Há momentos destes na vida, em que somos compelidos a escolher entre estar aqui ou estar além, sendo que estar aqui é importante, mas estar ali não parece menos importante; sobretudo, quando as escolhas têm consequências: mas não é verdade que todas as escolhas exigentes, interessantes, têm consequências? Não é verdade que, fiquemos ou partamos, haverá sempre que dar explicações, justificarmo-nos perante os descontentes, os que não nos perdoam e não conseguem compreender o que quer que tenhamos preferido?
O clube de cinema teve o grato e raro prazer de receber, esta quarta-feira 27, Ricardo Araújo Pereira.
Para muitas pessoas, estar no auditório fruindo a sua presença implicou uma escolha.
Havia quem devesse ir estudar para um teste; ou quem tivesse um explicador à espera; ou reuniões marcadas para outro sítio à mesma hora.
Pela minha parte, evidentemente, não me atreveria a criticar nenhuma escolha. Admito que todas eram justificadas, razoáveis, compreensíveis.
Convém lembrar, porém, que Ricardo Araújo Pereira tinha muito para oferecer. Aliás, ofereceu-se todo: o seu tempo, a sua disponibilidade, o seu humor, o seu saber, a sua prodigiosa capacidade de comunicação. Mais: a sua intimidade, sob a forma confidente, confessional, de quem se encontrava entre amigos. («Posso dizer isto à vontade? Não me estão a gravar, pois não? Então cá vai...»); se chegou com alguma reserva, talvez hirto e demasiado formal, cedo começou a relaxar, à medida que a reacção de um público completamente rendido, numa escuta absorvente e num riso contínuo, criavam um clima de euforia e de bem-estar.
Para quem tivesse, de Ricardo Araújo, a imagem de um mero comediante, o engano tornou-se flagrante. É um homem de uma cultura requintada e inesgotável. Despretensiosa mas inesgotável. Despretensiosa porque, na sua boca, nada soa grave nem denso, nem artificial. As ideias fluem com uma simplicidade que nos toca. Os conhecimentos são expostos naturalmente. Mas inesgotável, porque Ricardo fala com todo o à-vontade sobre filosofia e filósofos, sobre literatura e escritores, sobre política - ou sobre futebol. A propósito de qualquer assunto, teoriza inteligentemente, narra histórias pessoais e episódios da História, provocando e mantendo a hilaridade, como o gato que brinca com as baratas, salvo seja!

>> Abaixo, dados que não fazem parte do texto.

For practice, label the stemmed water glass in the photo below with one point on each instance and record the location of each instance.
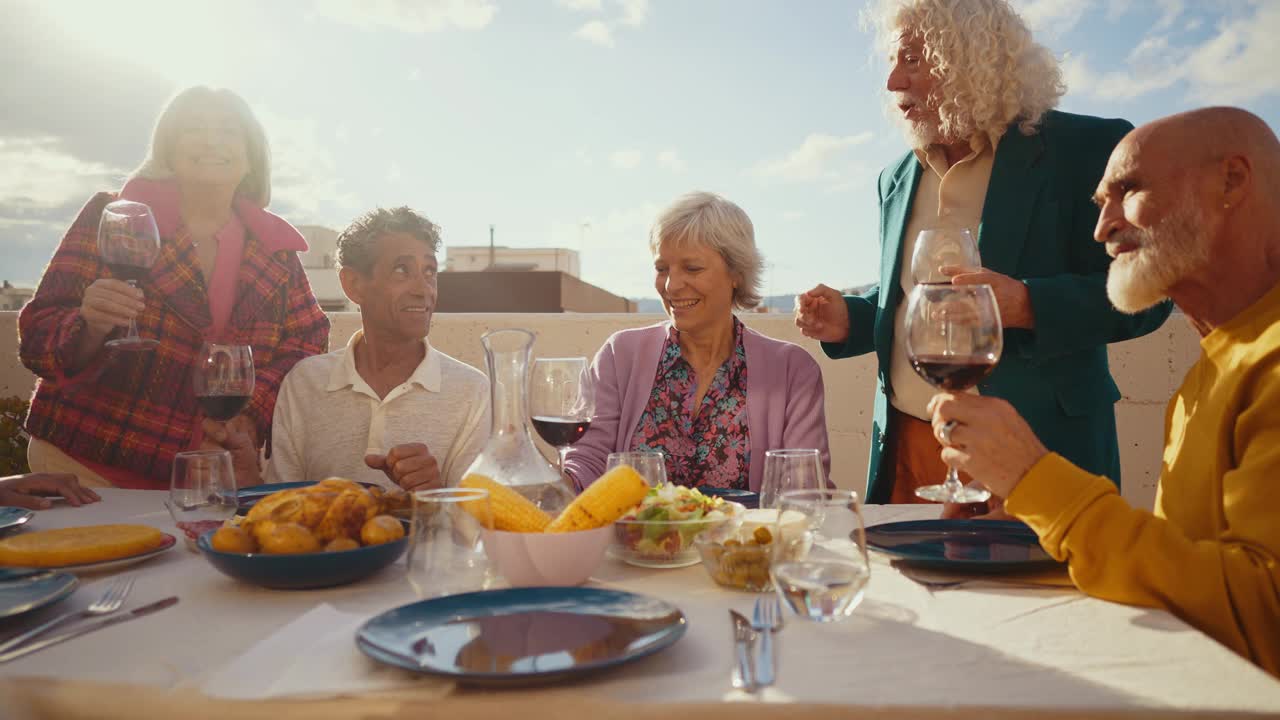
(128, 244)
(446, 548)
(819, 563)
(790, 469)
(561, 401)
(223, 379)
(940, 247)
(649, 464)
(954, 340)
(201, 491)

Não andarei arredado da verdade se vos disser que, para aqueles jovens, Ricardo é - e foi uma vez mais - um exemplo positivo, capaz de lhes mostrar como é que um tipo alto, bonito, com imensa piada, e que eles admiram, se revela uma pessoa de leituras, que procura o saber e o prazer das palavras. Não andarei arredado da verdade se vos disser que esta sessão em particular teve a dignidade de uma lição que os rapazes e as raparigas presentes nunca esquecerão. E, por fim, não andarei arredado da verdade se acrescentar, sem ironia nem espírito de provocação, que os professores que ali estiveram puderam testemunhar o mais autêntico exercício do ensinar; de como se cativa e incentiva; de como se cria nos outros o desejo de escutar e de saber.